Double-helical cyclic peptides: Design, synthesis, and crystal structure of figure-eight mirror-image conformers of adamantane-constrained cystine-containing cyclic peptide cyclo (Adm-Cyst)s

A large number of macrocycles containing alternating repeats of cystine diOMe(-NH-CH-(CO2Me)-CH2-S-)(2) and either a conformationally rigid aromatic/alicyclic moiety or a flexible polymethylene unit (X) in the cyclic backbone with ring size varying from 13- to 78-membered have been examined by spectral (H-1 NMR, FT-IR, CD) and X-ray crystallography studies for unusual conformational preferences.

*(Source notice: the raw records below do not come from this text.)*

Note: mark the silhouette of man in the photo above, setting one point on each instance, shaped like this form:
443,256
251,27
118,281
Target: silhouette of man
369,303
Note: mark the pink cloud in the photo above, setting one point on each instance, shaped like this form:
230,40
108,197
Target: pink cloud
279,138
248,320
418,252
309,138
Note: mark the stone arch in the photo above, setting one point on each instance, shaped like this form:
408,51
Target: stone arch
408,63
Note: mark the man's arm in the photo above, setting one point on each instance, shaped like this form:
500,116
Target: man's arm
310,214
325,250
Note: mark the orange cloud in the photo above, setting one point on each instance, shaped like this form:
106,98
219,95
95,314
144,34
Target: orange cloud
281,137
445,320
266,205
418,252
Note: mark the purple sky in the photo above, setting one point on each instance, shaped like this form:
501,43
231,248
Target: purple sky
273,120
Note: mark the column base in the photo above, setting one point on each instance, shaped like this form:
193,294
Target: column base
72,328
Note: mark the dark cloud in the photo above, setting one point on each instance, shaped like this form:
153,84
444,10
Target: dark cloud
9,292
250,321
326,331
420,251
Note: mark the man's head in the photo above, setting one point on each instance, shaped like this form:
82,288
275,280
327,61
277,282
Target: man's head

While H-1 NMR measurements indicated a turnlike conformation for all macrocycles, stabilized by intramolecular NH ... CO hydrogen bonding, as also supported by FT-IR spectra in chloroform, convincing proof for beta-turn structures was provided by circular dichroism studies. Single-crystal X-ray studies on 39-membered cycle (Adm-L-Cyst)3 revealed a double-helical fold (figure-eight motif) for the macrocycle. Only a right-handed double helix was seen in the macrocycle constructed from L-cystine. The mirror-image macrocycle made up of D-cystine units exhibited a double helix with exactly the opposite screw sense, as expected. The enantiomeric figure-eights were stabilized by two intramolecular NH ... CO hydrogen bonds and exhibited identical H-1 NMR and FT-IR spectra. The CD spectra of both isomers had a mirror-image relationship. The present results have clearly brought out the importance of cystine residues in inducing turn conformation that may be an important deciding factor for the adoption of topologically important structures by macrocycles containing multiple S-S linkages.